# Scorch Marks no matter what I do ???



## Constellation33 (May 13, 2007)

Hi People,

Please please help. Why oh why do i still get scorch marks no matter how much I vary the pressure and heat settings. I always get the seam under the garment I am pressing on showing through as a nice scorched strip. It is so annoying as I have had it mentioned to me by one or two customers. Also each of the four corners of the press leave scorch marks too. How do i solve this once and for all? I have a teflon based sheet stretched around the rubberised bottom platen on the press and I use a teflon sheet on top of all my transfers. This burning happens whether I sublimate or am pressing vinyl cut. Any help or advice greatly received.

Frustrated in the UK.

C33


----------



## jberte (Mar 25, 2007)

ouch! have you checked the temp your press is _actually_ putting out?? i use a teflon sheet with each press and have NEVER scorched a shirt with it.....even at the 400 deg. required for dye sub........i'd be especially concerned that you're getting scorch marks at the corners.....does your teflon sheet complete cover the press area? sounds as tho you may have an issue with either your thermostat or your heating coils....


----------



## Constellation33 (May 13, 2007)

jberte said:


> ouch! have you checked the temp your press is _actually_ putting out?? i use a teflon sheet with each press and have NEVER scorched a shirt with it.....even at the 400 deg. required for dye sub........i'd be especially concerned that you're getting scorch marks at the corners.....does your teflon sheet complete cover the press area? sounds as tho you may have an issue with either your thermostat or your heating coils....


Hi,

thanks for the response. I keep my press at 200 deg celsius for all sub dye stuff. Its a brand new press so I am a bit purtubed by the marks. I have tried pressing at 150 degrees celsius (300 fahrenheit) but the design does not come through as vibrant or colourful. Just out of interest, how long do you press each garment for? I am setting the timer to 45 secs. Is that too long do you think? The teflon sheet does cover the entire area.


----------



## Dave_S (Jul 13, 2006)

Hi Ellis, I would try to get your hands on a laser thermometer to check the actual temperature of the press, it sounds to me as if its much hotter than the the readout says. Also I agree with Jan, it sounds if there may be some problem with the actual press especially if it's scorching on the corners. Just to ask what make and model of press is it?. I do my transfers @ 180 degrees C for 14 seconds, and dye sub stuff @ 200 degrees C for 60 seconds (yes I am in England!).
regarding the scorched seam, are you able to 'dress the press' i.e tuck the back of the T-Shirt beneath the bed of the press and just have the front side that your printing on the press bed. Hope you understand what I mean, I maybe haven't explained it very well!, this should eliminate the seam marks if you can do this.
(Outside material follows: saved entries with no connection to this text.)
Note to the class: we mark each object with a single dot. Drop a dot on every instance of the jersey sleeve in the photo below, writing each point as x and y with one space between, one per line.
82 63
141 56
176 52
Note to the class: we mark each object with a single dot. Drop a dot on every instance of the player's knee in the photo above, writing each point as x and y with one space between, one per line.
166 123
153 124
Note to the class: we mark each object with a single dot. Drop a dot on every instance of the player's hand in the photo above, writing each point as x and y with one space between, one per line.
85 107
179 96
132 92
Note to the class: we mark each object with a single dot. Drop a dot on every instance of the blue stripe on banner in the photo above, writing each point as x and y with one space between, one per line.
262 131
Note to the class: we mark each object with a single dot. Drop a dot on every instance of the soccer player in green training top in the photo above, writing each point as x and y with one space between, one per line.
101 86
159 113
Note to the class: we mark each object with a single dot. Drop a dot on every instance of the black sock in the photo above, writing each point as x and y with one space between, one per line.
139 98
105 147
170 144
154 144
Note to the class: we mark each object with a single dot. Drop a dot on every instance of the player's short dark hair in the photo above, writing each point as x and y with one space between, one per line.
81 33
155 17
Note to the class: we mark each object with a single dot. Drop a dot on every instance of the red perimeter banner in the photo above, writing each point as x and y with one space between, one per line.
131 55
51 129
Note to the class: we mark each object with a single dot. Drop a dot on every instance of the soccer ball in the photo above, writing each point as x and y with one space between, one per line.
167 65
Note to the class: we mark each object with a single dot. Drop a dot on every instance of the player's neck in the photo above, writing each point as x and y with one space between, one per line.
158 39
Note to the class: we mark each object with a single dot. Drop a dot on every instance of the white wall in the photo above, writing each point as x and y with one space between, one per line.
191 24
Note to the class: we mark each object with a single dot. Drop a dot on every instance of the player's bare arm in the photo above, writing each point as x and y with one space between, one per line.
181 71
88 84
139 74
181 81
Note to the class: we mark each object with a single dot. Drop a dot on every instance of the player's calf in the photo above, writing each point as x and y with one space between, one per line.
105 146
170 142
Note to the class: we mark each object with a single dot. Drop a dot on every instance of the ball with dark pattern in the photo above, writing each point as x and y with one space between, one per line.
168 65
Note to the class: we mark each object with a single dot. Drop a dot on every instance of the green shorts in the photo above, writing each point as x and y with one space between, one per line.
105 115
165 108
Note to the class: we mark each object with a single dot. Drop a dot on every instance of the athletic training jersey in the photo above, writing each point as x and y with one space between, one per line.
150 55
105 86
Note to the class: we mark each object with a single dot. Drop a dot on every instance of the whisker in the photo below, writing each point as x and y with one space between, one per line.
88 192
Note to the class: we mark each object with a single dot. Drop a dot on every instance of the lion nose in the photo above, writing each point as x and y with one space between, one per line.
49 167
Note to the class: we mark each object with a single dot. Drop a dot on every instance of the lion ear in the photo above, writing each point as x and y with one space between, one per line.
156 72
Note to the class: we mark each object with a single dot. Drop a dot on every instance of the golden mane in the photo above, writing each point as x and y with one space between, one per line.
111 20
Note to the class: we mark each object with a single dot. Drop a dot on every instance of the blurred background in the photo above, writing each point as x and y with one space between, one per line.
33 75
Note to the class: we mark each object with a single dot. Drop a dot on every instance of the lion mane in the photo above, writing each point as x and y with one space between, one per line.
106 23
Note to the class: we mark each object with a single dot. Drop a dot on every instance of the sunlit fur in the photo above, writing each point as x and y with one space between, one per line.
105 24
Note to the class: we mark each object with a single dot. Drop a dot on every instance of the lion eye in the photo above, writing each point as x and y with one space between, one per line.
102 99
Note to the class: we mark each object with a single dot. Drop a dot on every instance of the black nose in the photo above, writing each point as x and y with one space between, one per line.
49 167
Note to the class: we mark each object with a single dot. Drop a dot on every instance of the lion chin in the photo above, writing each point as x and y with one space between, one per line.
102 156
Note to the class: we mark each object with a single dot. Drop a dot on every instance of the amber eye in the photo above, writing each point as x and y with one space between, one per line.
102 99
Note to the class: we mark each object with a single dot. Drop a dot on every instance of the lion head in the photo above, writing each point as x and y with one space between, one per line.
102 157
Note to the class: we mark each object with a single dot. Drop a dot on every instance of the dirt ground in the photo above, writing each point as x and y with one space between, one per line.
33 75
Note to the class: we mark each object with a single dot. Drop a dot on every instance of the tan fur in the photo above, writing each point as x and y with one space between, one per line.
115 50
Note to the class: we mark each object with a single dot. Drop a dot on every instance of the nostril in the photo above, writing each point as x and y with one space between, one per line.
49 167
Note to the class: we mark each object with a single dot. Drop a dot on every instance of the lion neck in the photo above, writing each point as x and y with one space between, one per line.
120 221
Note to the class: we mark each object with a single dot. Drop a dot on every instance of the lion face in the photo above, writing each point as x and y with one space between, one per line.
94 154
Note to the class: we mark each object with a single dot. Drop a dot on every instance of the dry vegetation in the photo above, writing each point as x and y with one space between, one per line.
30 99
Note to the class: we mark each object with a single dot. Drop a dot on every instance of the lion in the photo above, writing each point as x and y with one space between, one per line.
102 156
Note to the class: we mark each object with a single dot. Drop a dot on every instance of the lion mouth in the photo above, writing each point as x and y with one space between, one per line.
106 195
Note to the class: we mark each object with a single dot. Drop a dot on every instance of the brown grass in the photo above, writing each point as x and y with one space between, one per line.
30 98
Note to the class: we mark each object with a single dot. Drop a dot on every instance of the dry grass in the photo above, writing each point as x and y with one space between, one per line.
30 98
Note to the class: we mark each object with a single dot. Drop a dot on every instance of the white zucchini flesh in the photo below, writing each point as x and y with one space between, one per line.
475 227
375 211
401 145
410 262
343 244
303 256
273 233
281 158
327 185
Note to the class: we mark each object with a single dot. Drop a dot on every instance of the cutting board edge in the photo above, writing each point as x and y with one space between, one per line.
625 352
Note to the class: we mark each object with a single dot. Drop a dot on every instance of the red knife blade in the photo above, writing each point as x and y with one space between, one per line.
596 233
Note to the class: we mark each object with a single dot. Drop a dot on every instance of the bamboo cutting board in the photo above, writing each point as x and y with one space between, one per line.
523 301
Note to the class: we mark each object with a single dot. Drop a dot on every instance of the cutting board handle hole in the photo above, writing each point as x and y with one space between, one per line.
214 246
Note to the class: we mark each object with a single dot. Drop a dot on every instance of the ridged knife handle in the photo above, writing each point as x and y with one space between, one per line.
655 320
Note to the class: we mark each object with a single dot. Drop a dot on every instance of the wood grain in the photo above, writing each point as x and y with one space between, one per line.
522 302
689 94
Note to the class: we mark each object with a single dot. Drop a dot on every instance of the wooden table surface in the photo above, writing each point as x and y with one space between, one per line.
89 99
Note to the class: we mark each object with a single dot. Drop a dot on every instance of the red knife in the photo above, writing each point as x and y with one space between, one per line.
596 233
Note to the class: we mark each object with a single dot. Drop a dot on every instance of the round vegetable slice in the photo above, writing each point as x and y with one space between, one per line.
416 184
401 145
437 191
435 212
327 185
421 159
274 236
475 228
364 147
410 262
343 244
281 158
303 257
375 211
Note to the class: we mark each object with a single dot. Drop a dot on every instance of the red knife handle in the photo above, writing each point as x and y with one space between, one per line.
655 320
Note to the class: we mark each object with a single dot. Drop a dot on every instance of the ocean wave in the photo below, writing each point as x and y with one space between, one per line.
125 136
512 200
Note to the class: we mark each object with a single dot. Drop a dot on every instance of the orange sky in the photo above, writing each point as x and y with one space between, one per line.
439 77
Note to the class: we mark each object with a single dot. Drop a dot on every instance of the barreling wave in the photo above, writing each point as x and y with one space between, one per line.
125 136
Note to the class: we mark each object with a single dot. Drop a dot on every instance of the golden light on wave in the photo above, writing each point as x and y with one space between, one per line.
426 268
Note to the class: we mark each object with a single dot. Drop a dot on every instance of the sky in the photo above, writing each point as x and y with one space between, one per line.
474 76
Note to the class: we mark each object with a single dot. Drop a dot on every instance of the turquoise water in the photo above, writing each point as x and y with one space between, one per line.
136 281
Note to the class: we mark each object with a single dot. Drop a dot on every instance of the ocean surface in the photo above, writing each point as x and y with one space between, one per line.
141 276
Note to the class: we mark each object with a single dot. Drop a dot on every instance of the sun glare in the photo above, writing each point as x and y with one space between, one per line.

Let us know how you get on

best wishes

Dave


----------



## Jennilyn012 (Mar 9, 2007)

HI Ellis! When I first started I had some transfers before I had shirts, so I went and bought cheap tshirts at a dollar store, when I pressed on them it looked like they were scorched, even though we pressed the shirt first but after a few hours the material cooled and evened out. But I'm still careful not to get cheap shirts. Good luck!

JEnn


----------



## Constellation33 (May 13, 2007)

Hi Dave,

Its a Sprint Mag digital which i purchased around a month ago through Target transfers. It cost over £800 so i know its a pretty decent model. Its probably more my inexperience than there being a problem with the press. I can dress the t-shirts under the press if they are large garments. Any kids, ladies or XS-S then Ive got no chance. It tends to be that I get scorch marks when i am pressing on ladies, kids and smaller garments, when i have no choice but to press onto seams, collars etc.. How do you get round this? Thanks for the help by the way.

Ellis


----------



## Constellation33 (May 13, 2007)

Jennilyn012 said:


> HI Ellis! When I first started I had some transfers before I had shirts, so I went and bought cheap tshirts at a dollar store, when I pressed on them it looked like they were scorched, even though we pressed the shirt first but after a few hours the material cooled and evened out. But I'm still careful not to get cheap shirts. Good luck!
> 
> JEnn


Jennifer,

Thats good to know. Hopefully that will be the case for me. When I am sublimating I use Vapor Apparrel, and when I am pressing vinyl designs I tend to use Gildan cotton tees. Two completelty different materials but with a similar schorching effect on each. Perhaps you are right, this scorching might not be permanent. I might waste a few garments so i can do a press and wash test and see how i go. Thanks for the comments. 

Ellis


----------



## Jennilyn012 (Mar 9, 2007)

Ellis, since you mentioned it the shirts that I bought were a gildan brand, I now stay with a jerzee 50/50. I've noticed that on 100% cotton you get more marks on the shirt and it takes longer for them to go away. I was so flipping out when this happened to me  I was printing on a red shirt, it was horrible! But like I said after several hours it went away. Hope this helps

Jenn


----------



## Dave_S (Jul 13, 2006)

Ellis, Thanks for the reply, Mmmm a tricky one!, well the press is a good one and you're using good T-Shirts (I always use 100% cotton Gildan 2000 or Gildan 5000), so i think we can rule the brand of T-Shirts out, also vapor apparel are supposed to be very good too even though I haven't tried them. Jennifer mentioned about 50/50 shirts, they are a little more difficult to get in the UK as opposed to the USA, there is only one place I know of that stocks them, thats Starworld, the other big suppliers in the U.K only do 100% cotton (unless you know different!). You COULD always try a different brand of T-Shirt, but personally don't think this will make a difference. Another thing you could try is instead of using a Teflon sheet, try silicon paper (very similar to greaseproof paper), not sure if it would make a difference or not, but it's worth a try. I use this more than Teflon. I'll keep racking my brains to think what else it may be...........
The above are just a 'stab in the dark' but worth a try, i'm struggling for answers now!........

let us know

regards

Dave


----------